Teguh Aprianto secara langsung melakukan asesmen dan demonstrasi terhadap PPA dengan mengambil contoh Tokopedia dan Tiket.com untuk menunjukkan proses transfer data yang berlangsung. Hasil demonstrasi menunjukkan bahwa data yang masuk dalam PPA tidak langsung masuk ke Peduli Lindungi, namun akan disimpan terlebih dahulu oleh PPA. Bahkan hasil demonstrasi juga menunjukkan data-data yang masuk tidak terenkripsi sama sekali sehingga ahli dapat melihat jelas nama lengkap user, lokasi, waktu check in dan check out, serta status vaksin. Hal itu, berkebalikan dengan jaminan larangan penyimpanan data dan proses data oleh PPA seperti yang dimuat dalam Keputusan Menkes terkait Tata Cara Kerja Sama. “Tidak ada jaminan sama sekali data yang ada di PPA tersebut berakhir di Peduli Lindungi yang dikelola oleh Kementerian Kesehatan” jelasnya di muka persidangan.

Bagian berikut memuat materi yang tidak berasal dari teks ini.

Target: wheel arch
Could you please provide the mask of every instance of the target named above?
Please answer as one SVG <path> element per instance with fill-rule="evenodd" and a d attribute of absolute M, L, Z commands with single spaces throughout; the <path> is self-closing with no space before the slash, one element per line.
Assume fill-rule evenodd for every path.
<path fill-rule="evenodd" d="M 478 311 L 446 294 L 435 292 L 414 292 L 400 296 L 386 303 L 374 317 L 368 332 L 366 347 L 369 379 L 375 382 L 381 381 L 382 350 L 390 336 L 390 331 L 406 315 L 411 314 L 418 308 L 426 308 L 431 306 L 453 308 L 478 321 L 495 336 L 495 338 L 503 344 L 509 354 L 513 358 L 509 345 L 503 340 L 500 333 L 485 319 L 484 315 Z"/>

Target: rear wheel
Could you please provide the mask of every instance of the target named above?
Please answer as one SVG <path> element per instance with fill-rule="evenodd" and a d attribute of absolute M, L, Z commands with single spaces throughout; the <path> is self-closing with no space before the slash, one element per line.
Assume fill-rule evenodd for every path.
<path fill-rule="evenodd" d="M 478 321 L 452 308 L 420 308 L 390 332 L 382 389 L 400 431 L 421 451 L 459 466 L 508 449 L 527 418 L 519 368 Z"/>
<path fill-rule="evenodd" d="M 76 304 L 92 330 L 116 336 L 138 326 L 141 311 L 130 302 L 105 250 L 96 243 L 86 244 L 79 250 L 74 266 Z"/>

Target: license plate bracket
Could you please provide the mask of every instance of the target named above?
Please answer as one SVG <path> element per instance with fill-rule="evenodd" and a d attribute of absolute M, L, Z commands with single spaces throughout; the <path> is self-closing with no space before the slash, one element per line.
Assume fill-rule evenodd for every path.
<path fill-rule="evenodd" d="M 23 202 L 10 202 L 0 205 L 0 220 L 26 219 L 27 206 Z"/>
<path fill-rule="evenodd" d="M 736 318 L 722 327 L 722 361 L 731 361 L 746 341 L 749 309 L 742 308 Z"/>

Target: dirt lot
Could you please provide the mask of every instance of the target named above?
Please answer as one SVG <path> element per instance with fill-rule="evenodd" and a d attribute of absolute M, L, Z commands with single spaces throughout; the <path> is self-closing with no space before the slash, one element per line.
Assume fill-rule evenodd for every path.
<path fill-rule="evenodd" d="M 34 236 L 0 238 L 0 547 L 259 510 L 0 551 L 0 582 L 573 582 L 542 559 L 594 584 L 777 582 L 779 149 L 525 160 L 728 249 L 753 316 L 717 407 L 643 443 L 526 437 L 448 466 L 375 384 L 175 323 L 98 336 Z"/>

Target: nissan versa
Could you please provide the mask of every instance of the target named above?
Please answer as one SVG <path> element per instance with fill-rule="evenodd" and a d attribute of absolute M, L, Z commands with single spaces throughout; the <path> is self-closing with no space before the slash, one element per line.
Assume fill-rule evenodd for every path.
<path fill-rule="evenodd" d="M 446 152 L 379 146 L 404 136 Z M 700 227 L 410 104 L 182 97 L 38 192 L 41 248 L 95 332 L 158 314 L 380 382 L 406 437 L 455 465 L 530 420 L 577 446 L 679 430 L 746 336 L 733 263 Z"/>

Bahkan tidak terenkripsinya data pengguna, mengakibatkan potensi penyalahgunaan data pribadi semakin besar. Menurut Teguh, kerjasama ini dapat mengakibatkan terjadinya pelanggaran privasi para pengguna dan rawannya penyalahgunaan data untuk kepentingan bisnis. Teguh juga menyatakan bahwa, tidak ada jaminan data-data tersebut dihapus atau tidak dari PPA.

Dalam keterangannya, Damar Juniarto juga mendemonstrasikan hasil pemeriksaan kerentanan PPA aplikasi Tokopedia dan tiket.com melalui tools exodus. Hasilnya menunjukkan bahwa aplikasi tersebut melakukan berbagai pelacakan terhadap data pengguna. Ia juga menekankan terhadap berbagai riwayat PPA yang memiliki rekam jejak terhadap kebocoran data pengguna. “PPA yang dipilih Kemenkes memiliki potensi terhadap kebocoran data. Seharusnya mengacu pada privacy by design untuk menghindari potensi tersebut kerjasama tidak dilakukan.” pungkas Damar di hadapan persidangan..

Di tengah proses persidangan gugatan ini, Kementerian Kesehatan merilis bahwa aplikasi PeduliLindungi berhasil meraih Top Inovasi Pelayanan Publik Terpuji 2022 pada Kompetisi Inovasi Pelayanan Publik yang diselenggarakan Kementerian Pendayagunaan Aparatur Negara dan Reformasi Birokrasi.